After her death, an adult Moromi took Rupohi’s advice of taking care of her feet to heart, not because she wanted delicate feet but because she wanted Pranjjol to love her. They met at university in Guwahati. She remembered when, in the middle of her wedding festivities, she had taken out time to visit the parlour in Guwahati to get a pedicure.

While in university, she took special care to make sure that her feet were well-moisturized and rose-pink so that they would look good in her gladiator sandals, especially when she went out on dates with her then-boyfriend and now-husband, Pranjjol. In her Guwahati flat she always wore house slippers and applied foot cream every night, mechanically, almost like a robot. Moromi now wondered if Pranjjol would have resented it if she had cracked feet. She would never know, would she?

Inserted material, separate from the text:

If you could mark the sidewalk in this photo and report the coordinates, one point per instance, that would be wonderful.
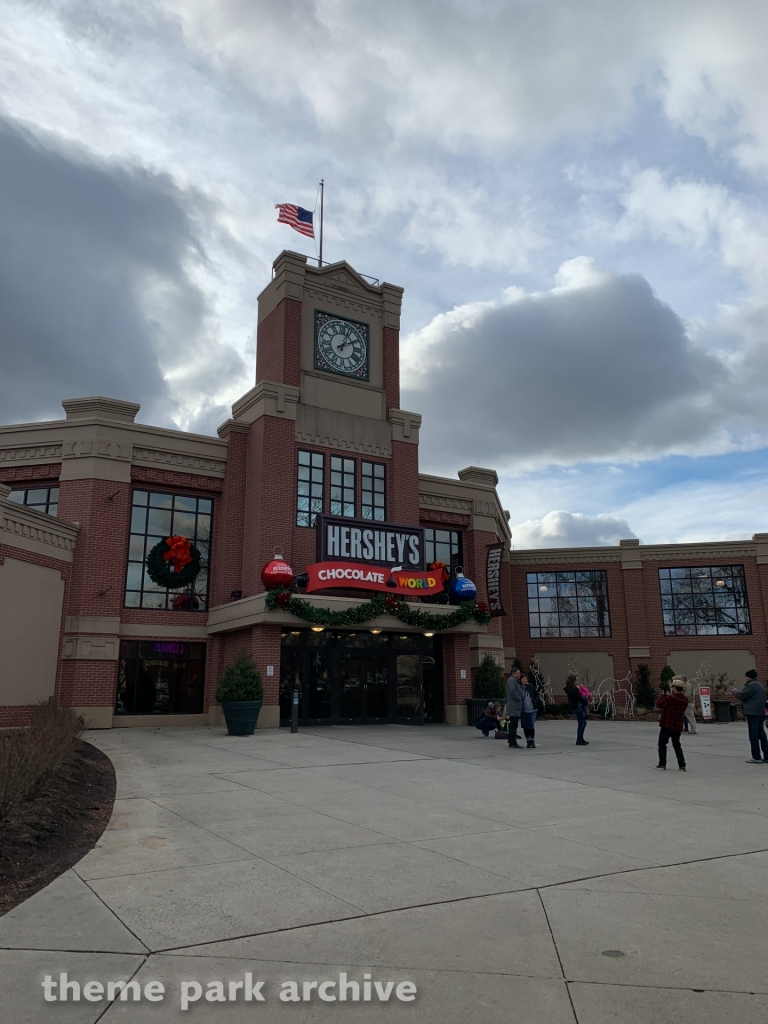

She thought of the countless TV ads for foot creams, featuring a sad woman who experienced a total life transformation and started brimming with insane amounts of self-confidence when she applied the cream to her feet. The cream promised to miraculously heal the cracks in her feet in just two weeks. The world was literally at her feet!

Samina Bai’s and Rupohi’s feet kept meandering through her mind like a river taking her own sweet time to reach her destination. Her mother scurrying around their home and working, clad in a cotton mekhela, barefoot. Samina Bai squatting on the floor and mopping, barefoot. She saw herself too, but she did not see her feet naked. They were encased in comfortable slippers and meticulously pedicured. She wondered why her feet did not appear naked and cracked in her own mind.

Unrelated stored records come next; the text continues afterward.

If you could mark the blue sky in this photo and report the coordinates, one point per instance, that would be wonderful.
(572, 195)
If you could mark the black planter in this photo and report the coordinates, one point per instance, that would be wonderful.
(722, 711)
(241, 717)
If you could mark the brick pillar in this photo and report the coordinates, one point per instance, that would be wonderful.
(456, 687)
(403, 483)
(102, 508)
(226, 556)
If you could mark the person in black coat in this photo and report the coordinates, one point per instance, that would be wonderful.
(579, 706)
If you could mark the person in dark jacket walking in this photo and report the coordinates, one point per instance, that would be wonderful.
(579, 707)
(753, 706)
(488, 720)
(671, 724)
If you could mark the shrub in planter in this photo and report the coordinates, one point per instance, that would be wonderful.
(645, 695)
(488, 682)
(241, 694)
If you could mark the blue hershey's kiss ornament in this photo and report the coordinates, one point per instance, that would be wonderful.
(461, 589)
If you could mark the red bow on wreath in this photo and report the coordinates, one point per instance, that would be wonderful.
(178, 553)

By 6pm Pranjjol had returned. He would be staying at home for a couple of weeks. His office already had a couple of COVID cases. As Pranjjol rang the doorbell, she was jolted out of her wistful contemplation again. She was relieved yet she could not help feeling a sense of loss.

She stopped working on her thesis. She had been able to work on it only because Samina Bai took care of the household chores. She did not realize that the children had woken up from their evening nap and were now running wild in the house. Too much thinking about cracked feet she told herself. She needed to stop now.

Later that night when she was about to repeat her late-night ritual of applying foot cream, Moromi saw a few small cracks on her feet. Perhaps Samina Bai was right. Had she seen them before? No, she did not remember. Maybe today she was looking too closely. Again, she would never know.

As she picked up her foot cream to rub on her ankles, she felt anger and rage building up inside her. A kind of anger that was gradually going to engulf and destroy everything around it. Any small sliver of happiness and hopefulness that took shape inside her was now overwhelmed by this dense cloud of anger.

With a spontaneous stroke of her hand, she wiped clean all the cosmetic products on her dressing table. They fell on the floor in a neat heap. She threw away the foot cream that she was clutching in her other hand forcefully and it hit the mirror and broke it into shards. Pranjjol rushed into the room and looked at her in bewilderment, but she was too occupied to notice his presence.

Slowly, Moromi’s face turned bright red, the anguish subsided, and tears flowed from her eyes. This time things became clearer. She became resolute.  

This time she stopped her ritual and let her feet crack.

Moromi looked at her own feet and saw the cracked roots becoming deeper, more visible, more formidable.

She now walked, barefoot, alongside Rupohi and Samina Bai, the cracks in her feet evidence of their strength.

 

Shivangi Kaushik is a researcher and hails from Guwahati. She reads, writes and listens to music in her free time. Shivangi was born and brought up in Guwahati and is fond of Xal (Sal trees).